Each of these five traits can manifest differently in the workplace.

For example, if you have an employee who scores high in conscientiousness, you can count on them to be punctual and reliable. Because of their impeccable work ethic, employees with this trait are likely to make excellent leaders.

An employee who is highly extrovertedwill, on the other hand, be a great team player and be sociable. You can count on them to motivate the entire team and boost employee morale.

Employees who score high in neuroticism could be prone to suffering from workplace burnout. They could struggle to manage their emotions, so they might fail to meet workplace demands.

According to Essentials of Organizational Behavior, a book by Stephen P. Robbins, people who score high in openness are “less susceptible to a decline in performance over a longer time period.” They also have an easier time adjusting to workplace changes and demands.

Finally, employees who are high in agreeableness are great at following rules. Likewise, they tend to be satisfied with the work environment and are generally liked by their co-workers.

How the Big 5 Personality Traits Affect Relationships

The Big 5 traits have a significant influence on marital and relationship satisfaction. The dominant traits play an important role in who we like and get along with, and they might ultimately help decide who we marry.

An Iranian study conducted on the relationship between personality traits and marital satisfaction produced the following findings:

  • Couples where both partners are high in neuroticism tend to be less satisfied with their relationships and marriages.
  • Conscientiousness is a trait that usually leads to high marital satisfaction.
  • Greater levels of relationship satisfaction could be noticed in couples who score high in openness and agreeableness.

The extraversion trait wasn’t mentioned in the study. However, this trait is known to be a double-edged sword when it comes to relationships. Extroverts tend to be happy individuals who seek relationships and are great at handling them. But this trait can also be connected with adventurism, which could undermine relationships.

Final Thoughts

The Big 5 personality traits test is an amazing assessment tool to use for recreational, as well as professional purposes. As one of the original and most accurate personality tests, the Big 5 system can be used to assess job applicants for certain positions, as well as a person’s suitability within a particular organization.

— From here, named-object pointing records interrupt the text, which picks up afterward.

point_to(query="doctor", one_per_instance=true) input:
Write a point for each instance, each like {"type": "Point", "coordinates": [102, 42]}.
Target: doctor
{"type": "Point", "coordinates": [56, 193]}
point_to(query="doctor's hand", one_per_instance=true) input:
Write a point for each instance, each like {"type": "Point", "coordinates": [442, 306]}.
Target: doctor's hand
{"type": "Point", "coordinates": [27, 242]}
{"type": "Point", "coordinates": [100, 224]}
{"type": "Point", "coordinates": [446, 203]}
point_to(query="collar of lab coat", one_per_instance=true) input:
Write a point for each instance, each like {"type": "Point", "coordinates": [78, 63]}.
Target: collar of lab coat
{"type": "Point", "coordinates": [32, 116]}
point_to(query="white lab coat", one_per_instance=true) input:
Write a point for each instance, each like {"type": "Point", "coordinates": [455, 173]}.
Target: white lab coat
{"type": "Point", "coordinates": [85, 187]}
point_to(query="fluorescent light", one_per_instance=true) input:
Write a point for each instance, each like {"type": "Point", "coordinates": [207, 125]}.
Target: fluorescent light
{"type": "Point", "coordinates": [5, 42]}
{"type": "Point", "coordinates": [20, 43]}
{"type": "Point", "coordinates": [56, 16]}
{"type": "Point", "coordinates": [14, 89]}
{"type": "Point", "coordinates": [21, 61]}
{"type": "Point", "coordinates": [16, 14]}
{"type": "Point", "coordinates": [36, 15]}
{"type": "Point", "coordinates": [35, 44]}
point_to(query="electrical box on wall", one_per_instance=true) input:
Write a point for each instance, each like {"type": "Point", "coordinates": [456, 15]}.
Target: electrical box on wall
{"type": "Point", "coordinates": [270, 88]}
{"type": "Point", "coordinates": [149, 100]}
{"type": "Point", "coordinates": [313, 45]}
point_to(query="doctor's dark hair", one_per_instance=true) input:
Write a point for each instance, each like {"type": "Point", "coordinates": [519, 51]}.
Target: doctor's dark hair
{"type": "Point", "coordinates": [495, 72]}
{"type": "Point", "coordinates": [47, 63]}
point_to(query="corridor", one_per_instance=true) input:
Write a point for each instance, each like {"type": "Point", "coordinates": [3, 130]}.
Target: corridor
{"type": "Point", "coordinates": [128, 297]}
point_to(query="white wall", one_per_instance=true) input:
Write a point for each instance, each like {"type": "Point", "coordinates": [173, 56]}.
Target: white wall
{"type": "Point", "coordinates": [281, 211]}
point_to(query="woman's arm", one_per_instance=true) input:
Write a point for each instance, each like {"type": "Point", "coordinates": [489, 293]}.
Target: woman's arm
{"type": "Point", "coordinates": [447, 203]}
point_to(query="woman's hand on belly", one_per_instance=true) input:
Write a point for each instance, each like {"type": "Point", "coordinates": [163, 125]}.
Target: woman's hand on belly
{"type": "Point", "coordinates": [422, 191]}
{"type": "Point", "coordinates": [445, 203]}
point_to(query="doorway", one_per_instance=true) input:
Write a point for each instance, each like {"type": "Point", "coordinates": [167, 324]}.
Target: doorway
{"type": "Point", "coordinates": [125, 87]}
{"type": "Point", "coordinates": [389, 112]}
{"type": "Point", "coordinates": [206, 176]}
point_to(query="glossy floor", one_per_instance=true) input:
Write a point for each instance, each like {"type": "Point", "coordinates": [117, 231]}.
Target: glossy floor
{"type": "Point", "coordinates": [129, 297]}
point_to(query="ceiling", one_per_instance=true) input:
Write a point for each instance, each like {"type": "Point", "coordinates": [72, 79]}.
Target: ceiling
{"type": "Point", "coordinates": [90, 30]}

Since the system looks at five broad traits, it might be a good idea to couple it with a 16-personality questionnaire to get even more accurate results. The 16 personality model can provide powerful insights into your strengths and weaknesses, which is why it’s a great tool for those who want to be more aware of their thoughts and feelings.

Big 5 Personality Traits FAQ

#1. Is the Big 5 universal?

The Big 5 personality traits are fairly universal, as found by Robert McCrae and his colleagues. It’s one of the best tools we have today to try and describe a personality as accurately as we can.

#2. Is the Big 5 related to the 16 personality model?

The Big 5 isn’t directly related to the 16 personality models, as they are based on different approaches and theories. Although the 16 personality model is based on Jungian theory, there is some overlap, particularly with regards to the Extraversion dimension, as that one is common for both models.

#3. Do the Big 5 predict our behaviors?

The Big 5 cannot specifically predict behaviors, and the same goes for all other personality tests. However, they can help us understand why we act in a specific way and see things from a certain perspective.